Im Burgund war die Lese in diesem Jahr mit drei Wochen im September ungewöhnlich lang. Geerntet wird, wenn das Verhältnis von Säure und Zucker in der Traube optimal ist. Mittlerweile sind die Trauben gepresst, der junge Wein lagert in Stahlbehältern oder Holzfässern, die ihre Gerbstoffe an den Wein abgeben. «Jetzt kommt es darauf an, den Wein weiter auszubauen», erklärt Chalopin. Dabei komme es nicht zuletzt auf die Intuition des Winzers an. Seine Weißweine werden durch dünne Wasserschläuche in den Fässern leicht gekühlt. Drei Mal täglich nimmt Chalopin die Temperatur, um die weitere Gärung zu steuern. «Es ist, als ob man sich um einen anspruchsvollen Patienten kümmert», sagt er und lacht.

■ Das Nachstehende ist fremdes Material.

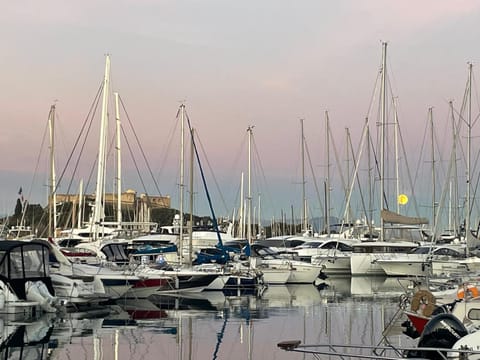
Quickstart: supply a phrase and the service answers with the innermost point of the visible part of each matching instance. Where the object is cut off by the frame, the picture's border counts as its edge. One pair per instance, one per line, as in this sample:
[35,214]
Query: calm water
[214,325]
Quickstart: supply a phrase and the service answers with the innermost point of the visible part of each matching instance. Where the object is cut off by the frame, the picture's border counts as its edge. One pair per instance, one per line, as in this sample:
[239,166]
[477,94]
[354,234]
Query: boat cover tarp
[394,218]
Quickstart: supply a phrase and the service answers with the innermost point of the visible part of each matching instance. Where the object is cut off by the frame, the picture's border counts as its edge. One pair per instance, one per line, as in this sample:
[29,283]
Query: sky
[234,64]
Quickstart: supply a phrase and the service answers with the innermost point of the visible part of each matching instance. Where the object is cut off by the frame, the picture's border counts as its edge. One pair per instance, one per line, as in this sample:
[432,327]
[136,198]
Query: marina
[264,182]
[208,325]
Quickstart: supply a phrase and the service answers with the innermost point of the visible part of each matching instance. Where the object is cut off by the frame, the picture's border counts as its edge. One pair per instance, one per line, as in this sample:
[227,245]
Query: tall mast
[190,233]
[469,150]
[432,136]
[119,163]
[98,209]
[182,175]
[242,210]
[80,205]
[383,134]
[327,181]
[304,199]
[249,198]
[52,219]
[395,139]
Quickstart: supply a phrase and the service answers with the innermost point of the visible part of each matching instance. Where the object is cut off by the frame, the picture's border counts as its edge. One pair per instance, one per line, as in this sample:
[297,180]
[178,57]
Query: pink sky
[236,64]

Winzer in anderen Weingegenden Frankreichs sind mit der diesjährigen Weinlese ebenfalls weitgehend zufrieden. «2009 ist ein Jahrgang, der viel verspricht», urteilt der Winzerverband in Bordeaux. Auch dort sei das Klima günstig gewesen: Viel Sonne den ganzen Sommer über und ausreichende Niederschläge im September hätten die Trauben bestens reifen lassen. An der Loire und an der Rhône hielten Winzer den Jahrgang ebenfalls für verheißungsvoll, schreibt die Fachzeitschrift «La Revue du Vin». Lediglich in der Provence hätten einige Anbaugebiete unter allzu heftigen Regengüssen gelitten.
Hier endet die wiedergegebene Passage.